Appropriately managing agriculture, food, and waste is crucial for achieving our climate change mitigation goals. In practice, this could entail transitioning to a plant based-diets, shopping locally, buying seasonal foods, and reducing household food waste.

  • Plant-based diets increase the amount of acreage available for human-consumable crops by reducing the demand for animal feed crops.
  • Buying local and in-season foods lessens energy for transporting foods across long distances.
  • Reducing food waste prevents organic products from being disposed between shopping trips.

According to United Nations World Food Programme (WFP) estimations, nearly one-third of the food produced globally ultimately ends up as waste. Reducing waste can be as simple as tracking the foods or the number of calories that your household regularly consumes between grocery trips. Once you know how much you eat, you can limit the number of perishable foods that you purchase to fit your household’s consumption habits.
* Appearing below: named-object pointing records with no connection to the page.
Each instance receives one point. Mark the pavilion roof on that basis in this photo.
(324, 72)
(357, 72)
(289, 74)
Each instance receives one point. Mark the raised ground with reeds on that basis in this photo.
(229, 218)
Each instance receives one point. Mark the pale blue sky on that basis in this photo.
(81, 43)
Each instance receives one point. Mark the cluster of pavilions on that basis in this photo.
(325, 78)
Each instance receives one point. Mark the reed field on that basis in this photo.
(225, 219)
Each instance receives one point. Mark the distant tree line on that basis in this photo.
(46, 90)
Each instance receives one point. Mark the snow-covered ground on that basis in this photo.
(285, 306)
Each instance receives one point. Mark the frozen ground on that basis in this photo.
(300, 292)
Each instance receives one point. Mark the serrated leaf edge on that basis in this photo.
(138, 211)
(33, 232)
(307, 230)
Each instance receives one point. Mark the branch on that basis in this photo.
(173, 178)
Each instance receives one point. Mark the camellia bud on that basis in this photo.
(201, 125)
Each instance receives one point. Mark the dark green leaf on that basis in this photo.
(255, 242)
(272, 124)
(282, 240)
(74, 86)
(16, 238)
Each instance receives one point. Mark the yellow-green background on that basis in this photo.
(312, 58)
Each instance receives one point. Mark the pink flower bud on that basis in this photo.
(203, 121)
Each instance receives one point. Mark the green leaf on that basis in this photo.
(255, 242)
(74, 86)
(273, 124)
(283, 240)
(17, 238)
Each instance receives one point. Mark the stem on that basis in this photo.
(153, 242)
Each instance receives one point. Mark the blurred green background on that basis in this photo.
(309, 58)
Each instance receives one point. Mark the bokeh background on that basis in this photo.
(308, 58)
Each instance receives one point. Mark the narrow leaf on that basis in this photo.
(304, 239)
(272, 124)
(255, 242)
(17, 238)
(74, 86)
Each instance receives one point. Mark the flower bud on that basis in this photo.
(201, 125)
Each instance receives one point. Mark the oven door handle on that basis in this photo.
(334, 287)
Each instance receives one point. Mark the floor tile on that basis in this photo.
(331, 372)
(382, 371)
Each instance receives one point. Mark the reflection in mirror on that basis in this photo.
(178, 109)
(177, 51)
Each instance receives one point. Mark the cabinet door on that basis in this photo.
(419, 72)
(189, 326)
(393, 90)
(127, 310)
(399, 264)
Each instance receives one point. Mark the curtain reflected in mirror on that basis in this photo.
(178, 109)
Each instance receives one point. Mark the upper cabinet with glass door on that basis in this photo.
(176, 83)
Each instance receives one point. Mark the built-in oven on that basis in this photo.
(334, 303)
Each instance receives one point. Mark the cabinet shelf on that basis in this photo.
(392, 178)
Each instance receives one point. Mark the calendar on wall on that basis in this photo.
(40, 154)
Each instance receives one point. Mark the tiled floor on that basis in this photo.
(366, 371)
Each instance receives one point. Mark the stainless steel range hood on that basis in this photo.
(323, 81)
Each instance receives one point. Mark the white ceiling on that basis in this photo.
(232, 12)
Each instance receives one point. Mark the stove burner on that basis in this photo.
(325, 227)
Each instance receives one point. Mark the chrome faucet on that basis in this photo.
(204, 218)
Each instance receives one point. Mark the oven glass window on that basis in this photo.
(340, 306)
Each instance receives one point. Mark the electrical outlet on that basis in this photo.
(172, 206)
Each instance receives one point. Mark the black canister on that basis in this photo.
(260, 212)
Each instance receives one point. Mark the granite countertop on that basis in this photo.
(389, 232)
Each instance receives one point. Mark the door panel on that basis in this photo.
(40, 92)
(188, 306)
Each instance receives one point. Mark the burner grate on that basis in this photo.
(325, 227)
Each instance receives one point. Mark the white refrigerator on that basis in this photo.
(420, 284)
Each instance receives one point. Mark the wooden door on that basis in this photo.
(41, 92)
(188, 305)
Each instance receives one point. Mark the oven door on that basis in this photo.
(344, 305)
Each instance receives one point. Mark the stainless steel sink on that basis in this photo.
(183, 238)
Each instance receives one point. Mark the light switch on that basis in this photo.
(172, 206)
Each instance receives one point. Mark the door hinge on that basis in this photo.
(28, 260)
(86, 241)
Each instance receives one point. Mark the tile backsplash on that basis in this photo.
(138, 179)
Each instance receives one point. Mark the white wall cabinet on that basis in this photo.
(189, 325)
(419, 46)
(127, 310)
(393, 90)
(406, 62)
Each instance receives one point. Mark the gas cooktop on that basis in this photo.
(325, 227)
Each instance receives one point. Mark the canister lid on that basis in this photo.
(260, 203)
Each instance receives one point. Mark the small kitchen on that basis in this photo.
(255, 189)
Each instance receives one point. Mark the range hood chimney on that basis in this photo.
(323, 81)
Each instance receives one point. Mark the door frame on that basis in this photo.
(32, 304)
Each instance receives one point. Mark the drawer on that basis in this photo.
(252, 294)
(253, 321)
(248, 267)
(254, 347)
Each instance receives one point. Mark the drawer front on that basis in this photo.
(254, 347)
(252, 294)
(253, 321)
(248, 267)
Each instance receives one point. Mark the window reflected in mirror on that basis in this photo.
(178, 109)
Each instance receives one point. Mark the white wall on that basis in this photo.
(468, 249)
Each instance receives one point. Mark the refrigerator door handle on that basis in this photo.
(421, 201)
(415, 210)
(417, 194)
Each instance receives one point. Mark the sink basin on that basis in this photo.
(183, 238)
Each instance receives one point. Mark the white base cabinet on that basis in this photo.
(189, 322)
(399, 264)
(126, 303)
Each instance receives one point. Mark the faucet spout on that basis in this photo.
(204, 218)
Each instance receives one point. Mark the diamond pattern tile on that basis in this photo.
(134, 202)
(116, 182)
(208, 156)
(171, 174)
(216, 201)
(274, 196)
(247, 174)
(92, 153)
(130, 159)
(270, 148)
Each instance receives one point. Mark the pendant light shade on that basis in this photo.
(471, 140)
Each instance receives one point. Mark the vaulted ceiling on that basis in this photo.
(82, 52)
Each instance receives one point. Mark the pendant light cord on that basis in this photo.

This simple tip can save consumers money and reduce household methane footprints.

ripe apple, avocados and banana

The way we store fresh fruits and vegetables can determine the rate at which they ripen and how long they ultimately last. For example, certain fruits ripen at a slower rate when stored separately from other foods due to ethylene. Ethylene is produced in multiple fruits, including apples, avocados, bananas, kiwis, peppers, and tomatoes. Ethylene is a natural gas that is the apparent source of the ripening and eventually the spoiling process. As fruits ripen, the amount of ethylene that they emit can increase. This gas not only expedites the ripening rates in the fruits that produce it, but also in nearby fruits. Storing your fruits separately can extend the rate at which they ripen and allow them to last longer.